This is largely David LaFerney's method, and it will get you up to enough colonies (25 to 50 or more) that you can go to Michael Palmer's / Brother Adam's method when you get enough bees to do it his way. The idea is to raise from 5 to 20 queens all season long, getting plenty of practice, allowing a few oopsies and fails along the way, and improving your technique greatly as you go. This is how a hobby beekeeper transitions from small time to medium size operation. Once you are medium size (perhaps 50 to 200 colonies) you;ll have to go to MOP's methods to get real big.

BEST OF LUCK!!!


----------



## dudelt (Mar 18, 2013)

I started raising my own queens a couple of years ago and the advice given above by MSL and Kilocharlie is right on the money. I used the David LaFerney's method and continue to do so. Remember, not every queen gets mated properly or makes it back from the mating flights so you will want more than 30 mating nucs to get 30 good queens out of the process. I also strongly recommend going with smaller batches to start with and you will improve each time and keep getting better results.


----------



## Fivej (Apr 4, 2016)

Good advice from everyone. Josh, I think that Kamon Reynolds' (Tennesee Bees on youtube) method is perfect for you. I am kicking the same idea around in my head and his method/adaptation looks easy and sound especially for just a small amount of queens. In addition to all of the above, check out UoG youtube for similar methods. J


----------



## minz (Jan 15, 2011)

I do not think you are missing anything. The only place his method uses bees is getting the mating nucs stocked. His videos all have them ready to go so he is not showing how many frames you need for that. I would say go ahead a graft a couple of bars. If you are new to grafting and get about 10 to take it will take about 10 frames of mixed brood for your queen castle, after that you will have a source for bees for the next two rounds. I do not know your set up though, maybe you already have all the mating resources to do that in one shot.


----------



## joshk (Mar 31, 2010)

THanks for the advice everyone. I keep researching and come up with a better plan.


----------



## Andhors (Dec 7, 2018)

New guy here. I see much talk about queen size, but also much talk about requeening every two years. Does size get more brood or laying years? Surely shouldn’t affect genetics (unless she has limited flight distance due to her small size and mates with brother drones). What is the benefit of a large queen, and is there a real difference between queens or are we assuming they get bigger with more attention when they are larval? Comments?


----------



## msl (Sep 6, 2016)

This should be a good start for you

https://www.youtube.com/watch?v=2yxrawVF0Oc


----------



## Andhors (Dec 7, 2018)

MSL, Thank you. Great presentation. I wish he had mentioned the percent improvement with size. He said 4.6 mm thorax diameter suggested a good queen. I wonder what the difference between a 4.6 mm queen thorax and a 4.2 queen is. So much to learn! So glad scientists are Doing the research!


----------



## msl (Sep 6, 2016)

> I wonder what the difference between a 4.6 mm queen thorax and a 4.2 queen is


Tarpy EtAl 2011 had 4.48 vs 4.24 
note the sperm volume and quality 








[/QUOTE]

https://www.researchgate.net/profil...al-and-mating-success-in-honey-bee-queens.pdf


----------



## grozzie2 (Jun 3, 2011)

joshk said:


> Hi All,
> I am looking at starting to raise my own queens this summer.

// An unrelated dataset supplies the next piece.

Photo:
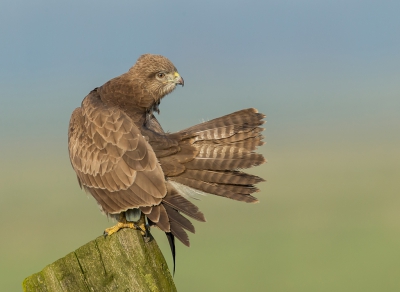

After looking at many methods it seems the Michael Palmer starter is pretty reliable and will give me some large queens. I am only looking to raise around 30ish queens, is there any reason why I can use the starter hive the way Michael Palmer sets it up as a finisher too. Just want to make sure that I am not missing anything. I will not be raising more than one batch so I shouldn't need to keep the finisher stock after the one batch was done. Thanks for any help.
> Josh


When the subject of raising queens comes up most folks have watched videos and put a lot of thought into how to create and manage a cell builder. But, the thing to keep in mind, a cell builder makes cells, not queens. When the cells come out of the builder, job is only half done, now they need a home for the virgin to emerge, then go off on mating flights. You dont have a viable queen until this phase is completed too. And here is the rub most folks tend to overlook, mating queens takes more resources than raising cells. Yes I know, you can pour a pile of resources into a couple boxes and get 48 really nice cells if all goes well. That pile of resources is equivalent to about 3 boxes of bees. The most efficient way I have for mating queens is to use 4 way boxes, and to manage 48 of those, I need a dozen 4 way boxes. Each of those boxes has 4 small colonies, and when you tally it all up, it's actually more resources than your cell builder.

The first time I started to raise some queens intentionally via grafting I put a lot of effort into creating a fantastic cell builder etc, but really had not thought the process clearly from start to finish. When the cells were ready I had about a dozen nice looking cells, and exactly 5 nucleus colonies for mating them in. Lesson learned.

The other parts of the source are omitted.